# PyTivo With Tivo Mini



## cr33p (Jan 2, 2005)

With the new Tivo Mini are we able to see Pytivo shares?


----------



## moyekj (Jan 24, 2006)

Even if you could see them it won't do you any good as you can't transfer shows to a Mini. Best you could probably do for now is using Streambaby push capability to push files to series 4 units in the house which you can then play from the Mini using MRS. VidMgr has similar capabilities and relies on pyTivo to do the actual push so may also be an option. So kludges at best.

Especially now that Mini is released the series 4 platform is long overdue for a real streaming solution to be available (perhaps DLNA compliant) for streaming arbitrary shows on your home network.


----------



## cr33p (Jan 2, 2005)

moyekj said:


> Even if you could see them it won't do you any good as you can't transfer shows to a Mini. Best you could probably do for now is using Streambaby push capability to push files to series 4 units in the house which you can then play from the Mini using MRS. VidMgr has similar capabilities and relies on pyTivo to do the actual push so may also be an option. So kludges at best.
> 
> Especially now that Mini is released the series 4 platform is long overdue for a real streaming solution to be available (perhaps DLNA compliant) for streaming arbitrary shows on your home network.


Yes, a DLNA solution would be amazing, a 50 dollar DVD player supports DLNA these days, Well that is quite disappointing, I don't do a ton of transfers, still a bummer. Lack of Netflix of the get is a pretty big let down as well.


----------



## jcthorne (Jan 28, 2002)

Looking more and more like using a basic Tivo Premiere as a remote client is a better set of features than a Mini and not that much more money.


----------



## aaronwt (Jan 31, 2002)

jcthorne said:


> Looking more and more like using a basic Tivo Premiere as a remote client is a better set of features than a Mini and not that much more money.


It's double the cost when comparing the device price plus lifetime service on each one. Assuming you pick up a Premiere for only $100. But they are typically $150 which makes the cost plus lifetime even more than double the cost of a Mini with lifetime.


----------



## jcthorne (Jan 28, 2002)

Basic Tivo Premiere with lifetime is offered at $450 from Tivo pretty regular and at $400 on rare occaision. Still, you are right, its near double. But for $200 more, you get the additional tuners on your network, netflix support, OTA support, HME and HMO for streaming and network access. There is ALOT missing from the mini and even if they supported use with my existing Premieres, don't think I would consider the lack of function for the lower cost now that the feature set is known.


----------



## moyekj (Jan 24, 2006)

jcthorne said:


> Basic Tivo Premiere with lifetime is offered at $450 from Tivo pretty regular and at $400 on rare occaision. Still, you are right, its near double. But for $200 more, you get the additional tuners on your network, netflix support, OTA support, HME and HMO for streaming and network access. There is ALOT missing from the mini and even if they supported use with my existing Premieres, don't think I would consider the lack of function for the lower cost now that the feature set is known.

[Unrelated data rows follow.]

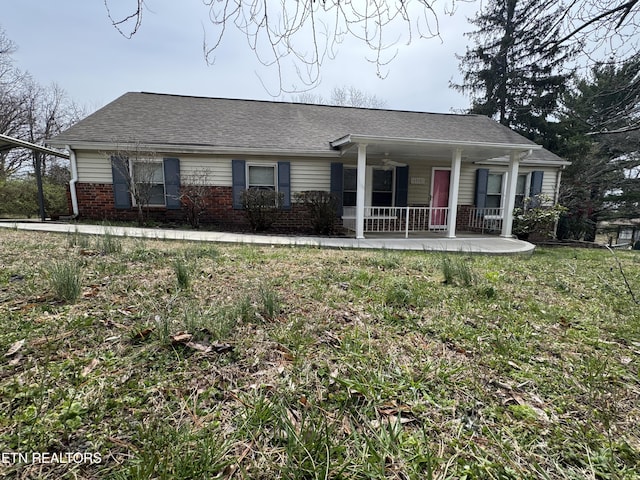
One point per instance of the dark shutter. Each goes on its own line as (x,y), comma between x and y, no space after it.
(284,183)
(402,186)
(172,183)
(120,173)
(482,181)
(239,182)
(536,182)
(336,184)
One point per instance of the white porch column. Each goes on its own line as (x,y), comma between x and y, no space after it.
(510,195)
(360,192)
(454,183)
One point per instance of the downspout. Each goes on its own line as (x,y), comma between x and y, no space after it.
(555,201)
(72,182)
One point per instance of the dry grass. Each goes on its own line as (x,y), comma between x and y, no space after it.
(309,363)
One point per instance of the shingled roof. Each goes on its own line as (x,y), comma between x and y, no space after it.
(174,120)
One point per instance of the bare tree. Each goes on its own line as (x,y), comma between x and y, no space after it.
(195,193)
(305,34)
(29,111)
(141,171)
(345,96)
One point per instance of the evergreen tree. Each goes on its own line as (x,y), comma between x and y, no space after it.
(602,140)
(512,75)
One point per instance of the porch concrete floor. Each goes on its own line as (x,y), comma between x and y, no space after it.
(429,242)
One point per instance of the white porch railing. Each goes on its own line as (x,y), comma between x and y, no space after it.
(422,219)
(486,219)
(398,219)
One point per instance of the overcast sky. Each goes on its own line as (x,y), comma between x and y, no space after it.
(72,43)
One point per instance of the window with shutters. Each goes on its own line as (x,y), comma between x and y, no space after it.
(494,190)
(262,177)
(379,191)
(148,177)
(350,186)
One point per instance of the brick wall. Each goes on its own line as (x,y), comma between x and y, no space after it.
(96,202)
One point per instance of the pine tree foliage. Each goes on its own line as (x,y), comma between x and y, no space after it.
(510,74)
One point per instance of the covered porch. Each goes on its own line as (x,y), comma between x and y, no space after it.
(443,214)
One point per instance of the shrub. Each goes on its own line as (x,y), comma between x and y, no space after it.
(538,215)
(19,197)
(262,207)
(322,208)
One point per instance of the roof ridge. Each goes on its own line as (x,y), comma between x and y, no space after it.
(288,102)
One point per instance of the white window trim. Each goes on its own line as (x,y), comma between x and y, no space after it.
(273,165)
(368,191)
(164,182)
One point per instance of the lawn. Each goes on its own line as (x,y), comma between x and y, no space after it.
(138,358)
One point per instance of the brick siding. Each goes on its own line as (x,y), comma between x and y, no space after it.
(96,202)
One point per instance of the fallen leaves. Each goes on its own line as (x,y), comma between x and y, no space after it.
(185,338)
(14,348)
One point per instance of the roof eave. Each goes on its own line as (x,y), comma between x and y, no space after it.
(352,139)
(18,143)
(195,149)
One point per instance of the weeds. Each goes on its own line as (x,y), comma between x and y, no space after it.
(183,273)
(457,271)
(66,280)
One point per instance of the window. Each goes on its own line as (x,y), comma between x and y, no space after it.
(149,183)
(382,188)
(350,186)
(261,177)
(379,187)
(521,189)
(494,191)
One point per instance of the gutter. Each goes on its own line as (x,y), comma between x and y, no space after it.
(351,138)
(204,149)
(73,181)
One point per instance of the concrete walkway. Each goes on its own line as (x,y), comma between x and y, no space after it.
(464,243)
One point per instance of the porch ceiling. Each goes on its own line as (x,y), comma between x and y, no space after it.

 I agree to a point. The Mini gives you a big performance boost when using HDUI and the Flash apps that are supported, so that is worth something though probably not $250. I'm considering getting a Mini to use as a front end for my sluggish Elite. With the Mini one can still indirectly use external video sources such as pyTivo shares by pushing videos to other Premieres in the house, so it's not completely useless on that front.


----------



## cr33p (Jan 2, 2005)

One of my premieres is on a 6.99 monthly plan, I am trying to determine which is a better option. I guess having more functions for the same price seems like a no brainer.


----------